Yuan Zhou, Haodong Tang, and Jian Zhang offer an overview of Spark-PMOF and explain how it improves Spark analytics performance. An open source, community-driven project contributed by storage and big data engineers, Spark-PMoF leverages PMoF (persistent memory over fabric) technology and enables the codesign of a storage/network stack to speed up Spark shuffle performance. By using P2P-connected persistent shuffle storage with memory-like speed, you can fully bypass the context switch and greatly improve big data analytics performance without hurting any Spark consistency. Initial benchmark results using microworkloads show Spark-PMOF achieves great improvements.
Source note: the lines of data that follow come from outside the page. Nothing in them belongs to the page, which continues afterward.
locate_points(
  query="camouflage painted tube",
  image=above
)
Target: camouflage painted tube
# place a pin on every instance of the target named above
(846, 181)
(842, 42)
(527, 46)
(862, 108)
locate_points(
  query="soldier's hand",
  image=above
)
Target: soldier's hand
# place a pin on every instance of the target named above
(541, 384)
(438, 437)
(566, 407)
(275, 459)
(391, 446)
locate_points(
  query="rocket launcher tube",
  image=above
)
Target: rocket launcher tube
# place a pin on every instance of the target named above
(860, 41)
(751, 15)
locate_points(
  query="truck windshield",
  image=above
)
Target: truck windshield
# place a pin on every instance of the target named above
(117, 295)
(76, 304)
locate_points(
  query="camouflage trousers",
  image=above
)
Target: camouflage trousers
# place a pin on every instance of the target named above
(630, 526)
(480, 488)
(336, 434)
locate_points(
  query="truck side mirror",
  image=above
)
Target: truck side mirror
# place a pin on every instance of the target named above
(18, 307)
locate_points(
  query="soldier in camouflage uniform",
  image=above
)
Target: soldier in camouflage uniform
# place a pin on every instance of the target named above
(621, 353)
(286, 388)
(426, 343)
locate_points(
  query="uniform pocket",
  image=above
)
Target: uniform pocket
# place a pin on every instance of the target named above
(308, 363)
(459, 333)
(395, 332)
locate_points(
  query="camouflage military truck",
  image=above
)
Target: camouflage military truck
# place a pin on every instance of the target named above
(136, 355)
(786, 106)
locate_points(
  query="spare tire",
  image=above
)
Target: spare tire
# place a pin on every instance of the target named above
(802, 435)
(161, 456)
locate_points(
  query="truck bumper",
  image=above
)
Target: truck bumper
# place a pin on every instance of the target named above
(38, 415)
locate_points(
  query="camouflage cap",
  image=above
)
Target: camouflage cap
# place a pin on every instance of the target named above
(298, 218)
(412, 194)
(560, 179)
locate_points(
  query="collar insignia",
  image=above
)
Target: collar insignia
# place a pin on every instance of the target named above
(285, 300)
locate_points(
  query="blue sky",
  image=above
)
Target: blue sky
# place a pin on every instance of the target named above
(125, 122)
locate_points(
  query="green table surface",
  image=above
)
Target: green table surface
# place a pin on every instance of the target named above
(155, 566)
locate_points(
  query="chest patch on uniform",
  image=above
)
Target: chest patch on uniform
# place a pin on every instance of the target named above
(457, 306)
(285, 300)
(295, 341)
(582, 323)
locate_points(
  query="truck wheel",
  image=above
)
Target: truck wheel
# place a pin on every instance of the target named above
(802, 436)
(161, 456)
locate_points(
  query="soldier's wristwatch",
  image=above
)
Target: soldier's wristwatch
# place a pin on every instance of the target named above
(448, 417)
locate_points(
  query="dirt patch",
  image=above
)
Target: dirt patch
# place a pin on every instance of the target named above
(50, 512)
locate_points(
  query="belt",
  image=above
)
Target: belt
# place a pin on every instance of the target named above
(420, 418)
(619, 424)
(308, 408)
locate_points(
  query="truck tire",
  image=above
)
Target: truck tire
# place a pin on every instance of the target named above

Yuan Zhou is a senior software development engineer in the Software and Service Group at Intel, where he works on the Open Source Technology Center team primarily focused on big data storage software. He’s been working in databases, virtualization, and cloud computing for most of his 7+ year career at Intel.
Haodong Tang is a big data storage optimization and development engineer at Intel.
Jian Zhang is a senior software engineer manager at Intel, where he and his team primarily focus on open source storage development and optimizations on Intel platforms and build reference solutions for customers. He has 10 years of experience doing performance analysis and optimization for open source projects like Xen, KVM, Swift, and Ceph and working with Hadoop distributed file system (HDFS) and benchmarking workloads like SPEC and TPC. Jian holds a master’s degree in computer science and engineering from Shanghai Jiao Tong University.